Sales go swimmingly. UK shoppers spent £509.6m on seafood certified by the Marine Stewardship Council in 2015-16, up 27% on the previous year. UK consumers are “some of the most ethically minded”, says MSC.
Innovative idea. A new government-backed Food Innovation Network will provide industry with access to first-class facilities, such as test kitchens and laboratories to help businesses launch new products.
Hard to stomach. Families after unhealthy options, “dodgy” ingredients and no idea where the food comes from should look no further than the UK’s top visitor attractions, according to the Soil Association’s Out to Lunch league table. And consider: what’s on offer at the top-performing sites is £1 less expensive than the bottom.
Brexit price battle. Tesco and its supplier Unilever go to war after the latter imposed a 10% price rise for products including Marmite.

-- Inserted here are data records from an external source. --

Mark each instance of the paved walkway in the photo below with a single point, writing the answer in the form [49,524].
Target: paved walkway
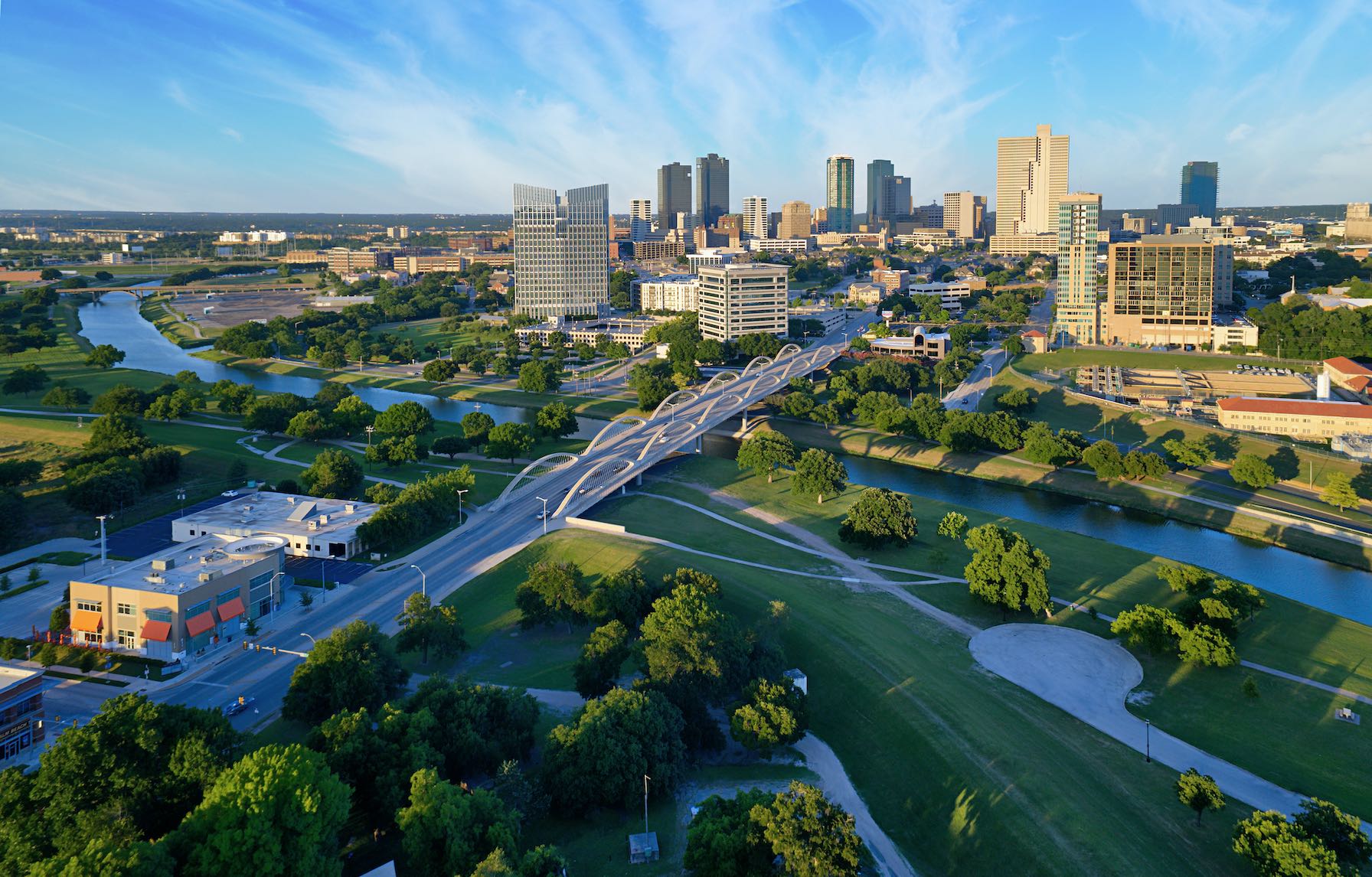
[1102,673]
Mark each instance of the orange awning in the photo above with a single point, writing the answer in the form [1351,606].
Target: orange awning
[198,625]
[230,610]
[88,621]
[157,631]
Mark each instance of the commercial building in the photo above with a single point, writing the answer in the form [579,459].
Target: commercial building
[877,170]
[310,527]
[892,201]
[561,251]
[838,192]
[743,299]
[1200,187]
[755,217]
[183,599]
[1297,419]
[1162,289]
[1031,178]
[965,214]
[672,292]
[21,710]
[1077,318]
[672,195]
[892,279]
[711,188]
[1357,222]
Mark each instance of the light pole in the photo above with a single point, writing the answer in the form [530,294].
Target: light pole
[545,513]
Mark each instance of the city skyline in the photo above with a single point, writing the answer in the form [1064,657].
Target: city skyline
[443,109]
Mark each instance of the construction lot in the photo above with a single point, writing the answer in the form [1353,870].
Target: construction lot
[1158,386]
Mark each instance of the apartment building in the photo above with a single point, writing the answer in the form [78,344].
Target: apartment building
[743,299]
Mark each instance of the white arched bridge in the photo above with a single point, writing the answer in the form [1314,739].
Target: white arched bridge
[629,445]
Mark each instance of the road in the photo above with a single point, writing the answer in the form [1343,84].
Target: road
[968,395]
[492,533]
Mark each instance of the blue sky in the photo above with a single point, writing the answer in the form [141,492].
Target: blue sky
[429,106]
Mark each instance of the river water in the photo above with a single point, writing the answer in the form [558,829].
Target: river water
[1331,587]
[116,321]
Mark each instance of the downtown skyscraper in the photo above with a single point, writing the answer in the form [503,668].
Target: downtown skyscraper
[672,195]
[561,251]
[1200,187]
[711,188]
[838,192]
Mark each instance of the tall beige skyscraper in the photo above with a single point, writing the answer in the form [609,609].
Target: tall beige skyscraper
[1079,313]
[795,220]
[755,217]
[965,214]
[1031,180]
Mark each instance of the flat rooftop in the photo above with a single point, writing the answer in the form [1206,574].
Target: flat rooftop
[180,566]
[280,513]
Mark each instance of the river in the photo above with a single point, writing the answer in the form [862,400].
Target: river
[1331,587]
[116,321]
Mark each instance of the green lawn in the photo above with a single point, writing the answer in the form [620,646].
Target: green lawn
[987,773]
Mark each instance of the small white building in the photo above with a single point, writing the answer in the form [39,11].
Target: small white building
[312,527]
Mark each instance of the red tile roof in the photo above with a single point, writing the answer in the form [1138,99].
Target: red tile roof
[1297,406]
[1346,366]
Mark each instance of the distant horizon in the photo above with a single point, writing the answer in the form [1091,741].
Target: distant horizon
[228,106]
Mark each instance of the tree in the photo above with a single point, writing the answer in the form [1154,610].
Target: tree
[475,426]
[65,396]
[724,840]
[1252,471]
[600,758]
[688,641]
[1188,452]
[105,357]
[405,419]
[773,714]
[603,655]
[449,445]
[1146,627]
[1105,458]
[279,810]
[818,473]
[1006,570]
[1278,849]
[424,625]
[508,440]
[952,525]
[1338,832]
[25,380]
[766,452]
[449,830]
[1338,491]
[880,518]
[556,419]
[351,667]
[550,592]
[332,474]
[812,835]
[1200,792]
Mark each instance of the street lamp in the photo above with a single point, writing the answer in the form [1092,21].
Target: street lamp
[545,513]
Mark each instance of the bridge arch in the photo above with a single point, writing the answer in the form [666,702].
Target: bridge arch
[671,402]
[613,465]
[544,462]
[762,362]
[622,421]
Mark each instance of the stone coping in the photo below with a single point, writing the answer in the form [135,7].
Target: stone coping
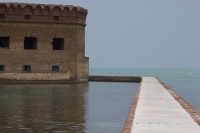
[195,115]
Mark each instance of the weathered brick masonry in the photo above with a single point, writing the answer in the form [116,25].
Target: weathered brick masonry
[42,42]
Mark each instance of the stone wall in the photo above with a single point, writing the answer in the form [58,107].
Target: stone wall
[71,59]
[42,12]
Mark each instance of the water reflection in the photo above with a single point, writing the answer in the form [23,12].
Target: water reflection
[43,108]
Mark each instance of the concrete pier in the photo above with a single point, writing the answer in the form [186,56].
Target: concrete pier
[157,109]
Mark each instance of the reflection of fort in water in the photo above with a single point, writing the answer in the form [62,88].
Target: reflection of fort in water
[42,43]
[43,108]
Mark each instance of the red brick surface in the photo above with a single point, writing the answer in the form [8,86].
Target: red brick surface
[130,118]
[191,110]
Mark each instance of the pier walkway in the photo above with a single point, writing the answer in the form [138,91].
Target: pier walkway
[157,111]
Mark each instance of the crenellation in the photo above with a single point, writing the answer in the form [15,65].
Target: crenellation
[42,12]
[40,42]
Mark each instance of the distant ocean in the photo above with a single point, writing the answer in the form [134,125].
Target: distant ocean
[185,82]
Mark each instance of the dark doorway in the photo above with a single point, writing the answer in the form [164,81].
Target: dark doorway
[2,16]
[2,68]
[26,68]
[4,42]
[55,68]
[30,43]
[58,44]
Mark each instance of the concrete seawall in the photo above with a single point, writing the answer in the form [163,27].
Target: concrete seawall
[115,78]
[160,109]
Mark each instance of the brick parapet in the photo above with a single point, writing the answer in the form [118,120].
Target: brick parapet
[42,12]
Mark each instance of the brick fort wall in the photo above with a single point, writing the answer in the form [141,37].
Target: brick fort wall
[45,23]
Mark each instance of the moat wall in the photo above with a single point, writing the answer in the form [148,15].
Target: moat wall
[71,59]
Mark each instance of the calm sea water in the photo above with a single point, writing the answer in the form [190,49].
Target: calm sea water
[185,82]
[96,107]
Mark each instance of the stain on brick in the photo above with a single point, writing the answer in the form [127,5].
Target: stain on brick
[41,27]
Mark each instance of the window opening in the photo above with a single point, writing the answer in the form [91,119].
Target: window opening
[26,68]
[27,17]
[2,68]
[58,44]
[55,18]
[4,42]
[55,68]
[2,16]
[30,43]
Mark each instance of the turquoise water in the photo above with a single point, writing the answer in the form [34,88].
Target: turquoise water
[94,107]
[185,82]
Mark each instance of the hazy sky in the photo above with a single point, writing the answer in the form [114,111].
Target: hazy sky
[140,33]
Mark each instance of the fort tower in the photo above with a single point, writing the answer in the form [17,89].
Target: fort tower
[42,43]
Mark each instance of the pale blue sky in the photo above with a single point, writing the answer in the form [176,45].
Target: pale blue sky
[140,33]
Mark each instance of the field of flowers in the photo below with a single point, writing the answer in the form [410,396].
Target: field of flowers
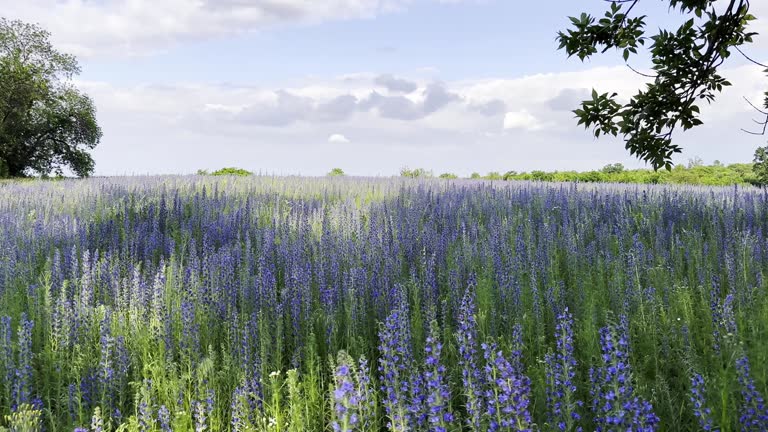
[295,304]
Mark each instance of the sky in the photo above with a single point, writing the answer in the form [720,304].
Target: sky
[370,86]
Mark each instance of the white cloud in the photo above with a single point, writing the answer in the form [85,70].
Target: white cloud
[338,139]
[521,120]
[137,27]
[482,125]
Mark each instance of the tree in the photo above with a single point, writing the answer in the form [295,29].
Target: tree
[232,171]
[613,168]
[685,71]
[46,125]
[415,173]
[760,167]
[509,175]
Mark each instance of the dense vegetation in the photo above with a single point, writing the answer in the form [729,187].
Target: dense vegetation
[695,173]
[685,70]
[46,125]
[284,304]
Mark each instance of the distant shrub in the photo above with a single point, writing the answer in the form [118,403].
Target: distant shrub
[232,171]
[509,175]
[760,166]
[541,176]
[591,177]
[613,168]
[415,173]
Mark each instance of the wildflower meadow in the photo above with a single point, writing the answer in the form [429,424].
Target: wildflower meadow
[198,303]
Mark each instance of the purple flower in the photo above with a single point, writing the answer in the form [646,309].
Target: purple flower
[507,393]
[164,417]
[614,402]
[698,399]
[346,399]
[394,367]
[753,412]
[561,371]
[22,384]
[466,339]
[438,393]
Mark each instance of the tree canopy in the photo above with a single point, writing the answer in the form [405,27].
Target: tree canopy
[46,124]
[685,66]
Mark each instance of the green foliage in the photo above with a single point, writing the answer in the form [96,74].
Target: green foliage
[415,173]
[613,168]
[508,175]
[232,171]
[760,166]
[46,125]
[25,419]
[541,176]
[685,64]
[713,175]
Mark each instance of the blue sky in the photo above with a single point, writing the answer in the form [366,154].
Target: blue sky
[299,87]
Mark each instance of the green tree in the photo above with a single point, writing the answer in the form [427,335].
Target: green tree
[415,173]
[509,175]
[46,125]
[760,166]
[613,168]
[232,171]
[685,70]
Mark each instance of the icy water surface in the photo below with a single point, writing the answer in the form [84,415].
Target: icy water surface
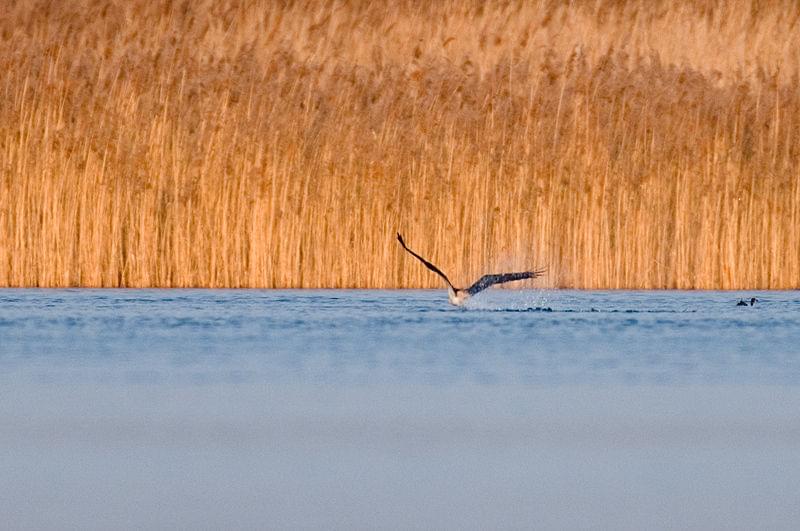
[392,409]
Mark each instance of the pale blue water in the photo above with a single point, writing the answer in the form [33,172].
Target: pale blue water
[392,409]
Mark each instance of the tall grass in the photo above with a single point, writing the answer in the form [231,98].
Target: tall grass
[635,144]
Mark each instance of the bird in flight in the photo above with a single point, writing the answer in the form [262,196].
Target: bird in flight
[458,296]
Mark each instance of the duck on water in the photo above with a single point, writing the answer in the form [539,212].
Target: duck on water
[458,296]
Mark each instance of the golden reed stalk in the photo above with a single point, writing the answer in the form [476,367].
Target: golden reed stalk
[622,144]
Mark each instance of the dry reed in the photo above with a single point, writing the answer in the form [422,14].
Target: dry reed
[623,144]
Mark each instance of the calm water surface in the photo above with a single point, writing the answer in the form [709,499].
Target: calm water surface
[392,409]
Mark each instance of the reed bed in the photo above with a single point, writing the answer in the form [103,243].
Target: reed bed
[621,144]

Cue copious analogies linking the yeast extract people love to hate with the country’s EU opinion split.
Carbon tax. Plonking levies of 40% on beef and 21% on milk could go a long way to meeting carbon emissions targets. Researchers at the Oxford Martin Programme on the Future of Food said higher prices on high-carbon foods could cut consumption and by turn emissions.
Sick of soft drinks. The NHS consults on imposing a tax on sugary soft drinks sold in hospitals or banning them altogether. Channels 4’s “Dispatches”, meanwhile, reveals what the obesity strategy looked like before Theresa May dismantled it.
Fall budget failure. Growth predictions are cut and deficit targets revised in Philip Hammond’s autumn statement, his first as chancellor. The “national living wage” will increase in April 2017, but only to £7.50, rather than the £7.60 the Office for Budget Responsibility recommended.
How Roux’d. The Guardian reveals that staff at Michel Roux Jr’s Mayfair restaurant are paid less than workers at McDonald’s. In fact, they receive less than the legal minimum, which could lead to investigation by HMRC. The issue is “endemic” in the sector, suggest experts.